🌙 Kimi K3発表 — 2.8兆パラメータMoEの「オープンフロンティア」、ただしウェイト公開はまだ予告だけ
Moonshot AIがKimi K3を発表。総2.8兆パラメータ・896エキスパートMoE・1Mコンテキストで「フロンティア級」を自己申告する。ウェイト公開は7/27予定でまだ出ておらず、ベンチも独立検証前。今わかる事実と割り引いて読むべき点を整理する。
2026年7月16日、Moonshot AIがKimi K3を発表した。総パラメータ約2.8兆のMoE(896エキスパートのうち16がアクティブ)、コンテキスト1Mトークン。「Open Frontier Intelligence」という看板で、フロンティア級のオープンモデルを名乗っている。
発表翌日にしてnoteには課金レビューやベンチ解説が既に並んでいて、日本語圏の初動はかなり速い。なのでこの記事では紹介の再生産ではなく、発表資料を額面通り受け取る前に確認したことを書く。結論から言うと、「オープン」の部分がまだ約束手形なんですよ。
ウェイトはまだ無い
一番大事な事実がこれだ。K3は「オープンウェイト」を掲げているが、7/17時点でウェイトは公開されていない。公式は「7/27までに全ウェイトを公開する」と予告している段階で、Hugging FaceのmoonshotaiにはK2系のリポジトリしか無い。ライセンスも未確定だ(K2系のModified MIT踏襲が有力視されているが、現時点では推測にすぎない)。
過去には「公開予定」がずるずる遅れたモデルも、公開されたら発表版と別物だったケースもある業界なので、「オープンなフロンティアモデルが出た」と書けるのは7/27以降。今日書けるのは「そう予告された」までだ。
数字はほぼ自己申告、しかも揺れている
公式ブログにはDeepSWEやTerminal-Bench系の比較表があり、「Claude Fable 5やGPT 5.6 Solにわずかに及ばないが競合水準」と位置づけている。一方で、海外の解説サイトには「正式な評価表はまだ揃っていない」との指摘もあり、公表状況自体に揺れがある。独立したベンチ再現ランは現時点で見当たらず、速報的な第三者評価(Artificial Analysisの「複数ステップの複雑タスクでGPT-5.5級」)が出ている程度だ。
HNのスレッドはもっと辛辣で、面白い論点が2つあった。ひとつはベンチの飽和問題。「ペリカンが自転車に乗るSVG」のようなお馴染みの試験は、もう訓練データに入っているだろうという疑義だ。もうひとつは隠しシステムプロンプトで、約85トークンの非開示プロンプトが挟まっていて、その開示を求めるとはぐらかされるという報告。モデルの素の能力を外から測ることが年々難しくなっている。
技術面で確かに面白そうなのは、量子化認識学習(MXFP4/MXFP8)を最初から前提にしている点と、Kimi Delta Attentionというハイブリッド注意機構だ。ただしこれも詳細は公式の説明のみで、ウェイトが出れば検証できる類の話。7/27を待つ理由がまたひとつ増える。
「オープン」でも自宅では動かない
提供面の現実も書いておく。API価格は入力$3.00/M(キャッシュヒット$0.30/M)・出力$15.00/Mで、K2.7の約5倍。もはやオープンモデルの価格ではなく、クローズドのフロンティアモデルと同じ土俵の値付けだ。OpenRouterにも載っている。

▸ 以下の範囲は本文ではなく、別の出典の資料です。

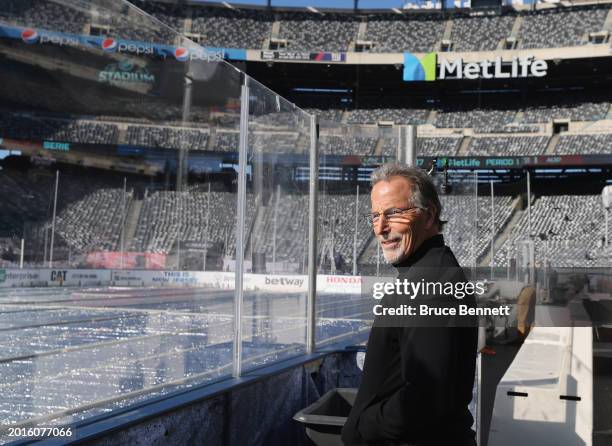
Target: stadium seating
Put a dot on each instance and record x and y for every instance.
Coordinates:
(460, 212)
(326, 115)
(168, 217)
(167, 137)
(45, 14)
(446, 146)
(227, 142)
(507, 145)
(390, 114)
(342, 145)
(397, 32)
(171, 14)
(460, 118)
(507, 128)
(584, 144)
(40, 128)
(559, 28)
(231, 28)
(572, 109)
(480, 33)
(94, 222)
(318, 32)
(573, 228)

そしてローカル実行の公式推奨は「64基以上のアクセラレータのスーパーノード構成」。ウェイトが公開されても、個人のMacやシングルGPUで動く話ではない。2.8兆パラメータのオープンウェイトの恩恵を直接受けるのは、ホスティング事業者と研究機関で、個人開発者には「API価格の競争が激しくなる」という間接的な形で降ってくる。
それでも自分はこの発表を歓迎している。DeepSeekのときも感じたが、フロンティアの背中が「いつか公開されるもの」になっているだけで、クローズド勢の価格には下方圧力がかかる。7/27にウェイトが本当に出たら、ライセンス条文を読んでから続報を書く。「オープン」の定義がまた一段ややこしくなる10日間になりそうだ。